At the time we did not know what it was. We also had a sixteen-year-old son
home doing virtual school. The way he communicated with his teachers and friends
changed. Our little ecosystem at the time had changed and has not been the
same.
Working
in child welfare in the state of Florida it is written in law in Florida statute
Chapter 39, that a case Manager (social worker as they are called here in Florida)

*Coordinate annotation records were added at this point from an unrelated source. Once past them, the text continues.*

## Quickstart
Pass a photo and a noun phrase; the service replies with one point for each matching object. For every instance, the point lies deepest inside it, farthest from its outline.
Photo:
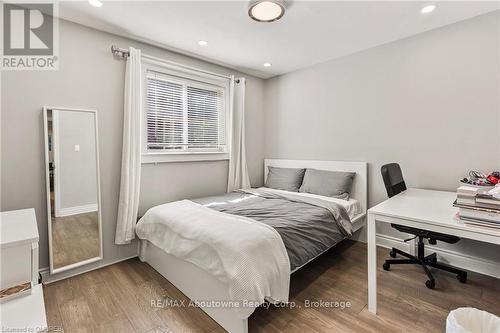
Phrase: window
(185, 117)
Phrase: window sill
(182, 157)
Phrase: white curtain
(238, 171)
(131, 152)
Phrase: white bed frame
(199, 285)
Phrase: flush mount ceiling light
(428, 9)
(95, 3)
(266, 10)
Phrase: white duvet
(247, 255)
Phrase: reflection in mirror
(73, 188)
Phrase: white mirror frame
(47, 181)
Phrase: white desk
(424, 209)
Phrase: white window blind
(184, 115)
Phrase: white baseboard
(47, 278)
(454, 258)
(76, 210)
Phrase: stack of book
(476, 207)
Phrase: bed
(295, 217)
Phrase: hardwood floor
(118, 298)
(75, 238)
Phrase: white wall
(429, 102)
(90, 77)
(77, 170)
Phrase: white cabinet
(21, 297)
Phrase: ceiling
(309, 32)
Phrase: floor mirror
(73, 187)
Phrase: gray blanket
(307, 226)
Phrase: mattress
(307, 230)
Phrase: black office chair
(395, 184)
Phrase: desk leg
(372, 264)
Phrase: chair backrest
(393, 179)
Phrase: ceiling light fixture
(95, 3)
(266, 10)
(428, 9)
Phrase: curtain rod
(124, 54)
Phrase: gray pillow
(284, 178)
(336, 184)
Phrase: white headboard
(359, 186)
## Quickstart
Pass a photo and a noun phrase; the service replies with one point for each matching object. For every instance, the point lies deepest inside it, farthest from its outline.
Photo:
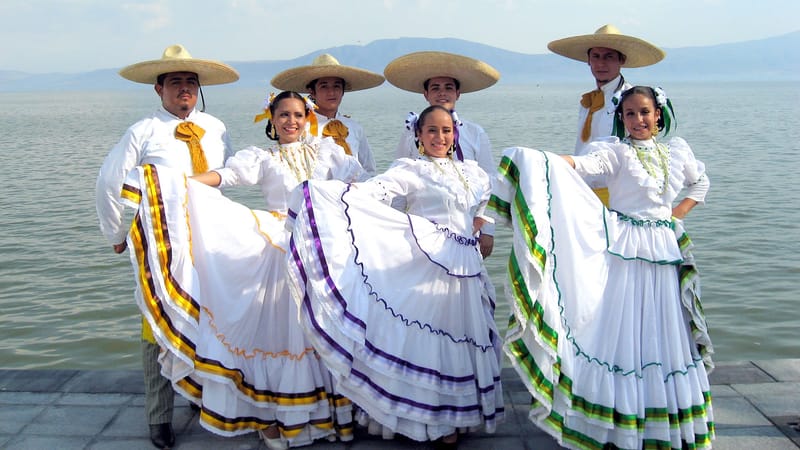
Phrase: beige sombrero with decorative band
(177, 59)
(325, 65)
(638, 52)
(410, 72)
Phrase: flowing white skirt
(607, 333)
(213, 286)
(400, 309)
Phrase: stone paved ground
(756, 406)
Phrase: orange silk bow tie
(593, 101)
(191, 134)
(338, 131)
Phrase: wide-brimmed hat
(298, 78)
(177, 59)
(410, 72)
(638, 52)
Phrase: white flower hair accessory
(411, 121)
(661, 97)
(615, 99)
(456, 121)
(266, 114)
(310, 104)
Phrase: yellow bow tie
(338, 131)
(593, 101)
(191, 133)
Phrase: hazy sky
(80, 35)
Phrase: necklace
(455, 169)
(661, 158)
(301, 159)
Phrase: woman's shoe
(273, 443)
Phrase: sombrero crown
(638, 52)
(297, 79)
(410, 72)
(177, 59)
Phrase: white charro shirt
(356, 139)
(602, 120)
(152, 141)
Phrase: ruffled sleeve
(393, 183)
(601, 161)
(244, 168)
(483, 189)
(688, 172)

must do home visit to go out and meet with the children and their caregivers to
assess safety. Now according to the law this must be done every twenty-five
days announced and every ninety days unannounced. During the pandemic this became
dangerous, and very difficult to do. However, it had to be done. Now the county
that I work in, I feel did an amazing job, with remaining compliance and
keeping our children safe during this global pandemic. To date everything is
different. We typically assess for safety, permanency, and wellbeing, however,
during the pandemic we focused our attention more on the mental health component,
not just of our kids, but of our staff as well. Those leaders that were so far
removed that did not know what was happening within their own company now had a
front row seat in some of the struggles we all dealt with, from technological
issues to the clients we service. If we learn communication in a new way, it
can be the glue to hold companies, families, and the world together.
Qasimi, S. S. (2020, March 13). IGCF: What are the
best practices in government communication? (R. Mclaughlin-Eastham,
Interviewer)
Williamson, M. (1992). Return to Love. In M.
Williamson, Return to Love (p. 339). HarperOne.